RAG improves accuracy for AI agents by grounding LLM responses in large knowledge bases. Rather than sending the entire knowledge base to the LLM, RAG embeds the query, retrieves the most relevant information, and passes it as context to the model. In our system, we add a query rewriting step first, collapsing dialogue history into a precise, self-contained query before retrieval.
For very small knowledge bases, it can be simpler to pass everything into the prompt directly. But once the knowledge base grows larger, RAG becomes essential for keeping responses accurate without overwhelming the model.
Many systems treat RAG as an external tool, however we’ve built it directly into the request pipeline so it runs on every query. This ensures consistent accuracy but also creates a latency risk.
Why query rewriting slowed us down
Most user requests reference prior turns, so the system needs to collapse dialogue history into a precise, self-contained query.
For example:
- If the user asks: "क्या हम अपने पीक ट्रैफिक पैटर्न के आधार पर उन सीमाओं को कस्टमाइज़ कर सकते हैं?"
- The system rewrites this to: “Can Enterprise plan API rate limits be customized for specific traffic patterns?”
The rewriting turns vague references like “those limits” into self-contained queries that retrieval systems can use, improving the context and accuracy of the final response. But relying on a single externally-hosted LLM created a hard dependency on its speed and uptime. This step alone accounted for more than 80% of RAG latency.
How we fixed it with model racing
We redesigned query rewriting to run as a race:
- Multiple models in parallel. Each query is sent to multiple models at once, including our self-hosted Qwen 3-4B and 3-30B-A3B models. The first valid response wins.
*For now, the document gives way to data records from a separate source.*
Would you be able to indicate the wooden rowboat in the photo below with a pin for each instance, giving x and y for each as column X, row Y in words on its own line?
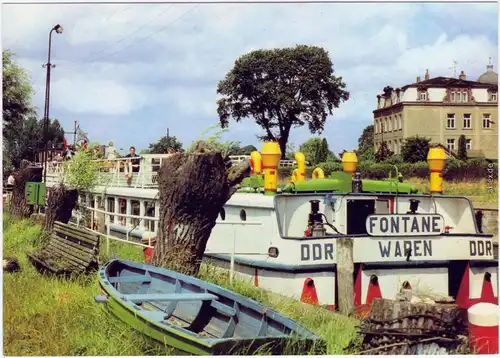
column 197, row 317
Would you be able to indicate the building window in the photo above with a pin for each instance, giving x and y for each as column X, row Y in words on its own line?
column 468, row 144
column 111, row 208
column 450, row 123
column 422, row 96
column 136, row 210
column 486, row 120
column 467, row 123
column 451, row 144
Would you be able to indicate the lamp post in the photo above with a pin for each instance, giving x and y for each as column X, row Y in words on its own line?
column 58, row 29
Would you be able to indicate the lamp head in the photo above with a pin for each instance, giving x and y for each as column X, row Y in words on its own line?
column 58, row 28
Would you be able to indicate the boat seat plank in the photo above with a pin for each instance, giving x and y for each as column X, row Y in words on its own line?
column 71, row 250
column 228, row 311
column 130, row 279
column 170, row 297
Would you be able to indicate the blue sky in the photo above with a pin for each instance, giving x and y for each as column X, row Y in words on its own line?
column 127, row 72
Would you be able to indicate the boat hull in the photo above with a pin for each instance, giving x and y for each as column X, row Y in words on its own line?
column 185, row 341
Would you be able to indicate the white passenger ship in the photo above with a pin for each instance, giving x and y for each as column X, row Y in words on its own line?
column 285, row 240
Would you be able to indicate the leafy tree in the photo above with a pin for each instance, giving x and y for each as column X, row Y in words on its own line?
column 415, row 149
column 165, row 145
column 281, row 88
column 316, row 151
column 462, row 148
column 247, row 150
column 366, row 145
column 383, row 152
column 17, row 94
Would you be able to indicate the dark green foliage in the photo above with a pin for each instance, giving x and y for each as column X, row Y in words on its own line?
column 462, row 148
column 365, row 144
column 165, row 145
column 415, row 149
column 281, row 88
column 383, row 152
column 316, row 151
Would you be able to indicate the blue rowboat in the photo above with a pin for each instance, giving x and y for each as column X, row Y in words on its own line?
column 197, row 317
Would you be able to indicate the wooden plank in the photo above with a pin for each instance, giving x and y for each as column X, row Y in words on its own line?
column 130, row 279
column 72, row 259
column 170, row 297
column 76, row 233
column 80, row 248
column 75, row 251
column 345, row 275
column 76, row 237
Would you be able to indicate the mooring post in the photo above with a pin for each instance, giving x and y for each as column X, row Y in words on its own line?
column 345, row 275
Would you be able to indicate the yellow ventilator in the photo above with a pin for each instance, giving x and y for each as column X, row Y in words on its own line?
column 349, row 162
column 436, row 160
column 256, row 162
column 318, row 173
column 271, row 155
column 301, row 167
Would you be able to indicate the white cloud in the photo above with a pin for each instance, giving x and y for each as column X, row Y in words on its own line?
column 170, row 57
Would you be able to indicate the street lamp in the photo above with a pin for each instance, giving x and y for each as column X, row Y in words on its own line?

- Fallbacks that keep conversations flowing. If no model responds within one second, we fall back to the user’s raw message. It may be less precise, but it avoids stalls and ensures continuity.
The impact on performance
This new architecture cut median RAG latency in half, from 326ms to 155ms. Unlike many systems that trigger RAG selectively as an external tool, we run it on every query. With median latency down to 155ms, the overhead of doing this is negligible.
Latency before and after:
- Median: 326ms → 155ms
- p75: 436ms → 250ms
- p95: 629ms → 426ms
The architecture also made the system more resilient to model variability. While externally-hosted models can slow during peak demand hours, our internal models stay relatively consistent. Racing the models smooths this variability out, turning unpredictable individual model performance into more stable system behavior.
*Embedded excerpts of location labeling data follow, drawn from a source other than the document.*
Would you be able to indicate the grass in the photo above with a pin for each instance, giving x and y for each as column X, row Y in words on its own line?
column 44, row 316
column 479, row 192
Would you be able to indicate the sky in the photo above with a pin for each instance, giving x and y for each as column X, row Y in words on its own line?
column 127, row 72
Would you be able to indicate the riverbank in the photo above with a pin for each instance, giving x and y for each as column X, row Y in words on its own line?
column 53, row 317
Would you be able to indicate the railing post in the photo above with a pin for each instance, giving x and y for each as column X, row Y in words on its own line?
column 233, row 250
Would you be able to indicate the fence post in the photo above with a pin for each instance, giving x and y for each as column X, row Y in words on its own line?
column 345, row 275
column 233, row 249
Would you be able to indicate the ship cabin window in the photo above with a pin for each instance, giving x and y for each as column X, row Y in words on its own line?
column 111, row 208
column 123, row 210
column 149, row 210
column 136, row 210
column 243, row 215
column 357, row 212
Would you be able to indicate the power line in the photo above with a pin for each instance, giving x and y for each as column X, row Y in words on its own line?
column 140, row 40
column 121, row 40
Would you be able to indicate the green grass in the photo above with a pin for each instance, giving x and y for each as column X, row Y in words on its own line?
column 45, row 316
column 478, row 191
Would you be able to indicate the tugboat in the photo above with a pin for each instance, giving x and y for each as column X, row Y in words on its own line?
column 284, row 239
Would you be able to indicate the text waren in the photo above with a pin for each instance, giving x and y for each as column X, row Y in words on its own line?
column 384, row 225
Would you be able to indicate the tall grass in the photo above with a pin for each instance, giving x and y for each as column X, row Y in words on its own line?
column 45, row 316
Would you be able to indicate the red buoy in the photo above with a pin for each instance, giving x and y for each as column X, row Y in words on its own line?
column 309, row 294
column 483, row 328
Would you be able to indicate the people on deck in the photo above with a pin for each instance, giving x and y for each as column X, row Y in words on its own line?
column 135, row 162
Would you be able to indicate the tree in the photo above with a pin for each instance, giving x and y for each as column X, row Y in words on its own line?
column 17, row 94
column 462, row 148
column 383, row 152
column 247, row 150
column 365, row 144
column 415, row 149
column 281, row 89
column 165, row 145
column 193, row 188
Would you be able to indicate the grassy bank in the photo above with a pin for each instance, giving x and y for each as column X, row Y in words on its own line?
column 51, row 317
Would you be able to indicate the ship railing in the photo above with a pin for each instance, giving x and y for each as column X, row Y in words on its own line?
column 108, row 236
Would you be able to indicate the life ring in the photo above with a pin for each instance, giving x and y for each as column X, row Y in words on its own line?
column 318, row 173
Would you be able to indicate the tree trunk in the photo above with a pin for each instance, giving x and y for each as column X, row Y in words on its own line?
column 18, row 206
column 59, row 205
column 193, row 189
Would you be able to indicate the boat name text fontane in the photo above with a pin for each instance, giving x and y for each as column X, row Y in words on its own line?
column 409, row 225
For example, when one of our LLM providers experienced an outage last month, conversations continued seamlessly on our self-hosted models. Since we already operate this infrastructure for other services, the additional compute cost is negligible.
Why it matters
Sub-200ms RAG query rewriting removes a major bottleneck for conversational agents. The result is a system that remains both context-aware and real-time, even when operating over large enterprise knowledge bases. With retrieval overhead reduced to near-negligible levels, conversational agents can scale without compromising performance.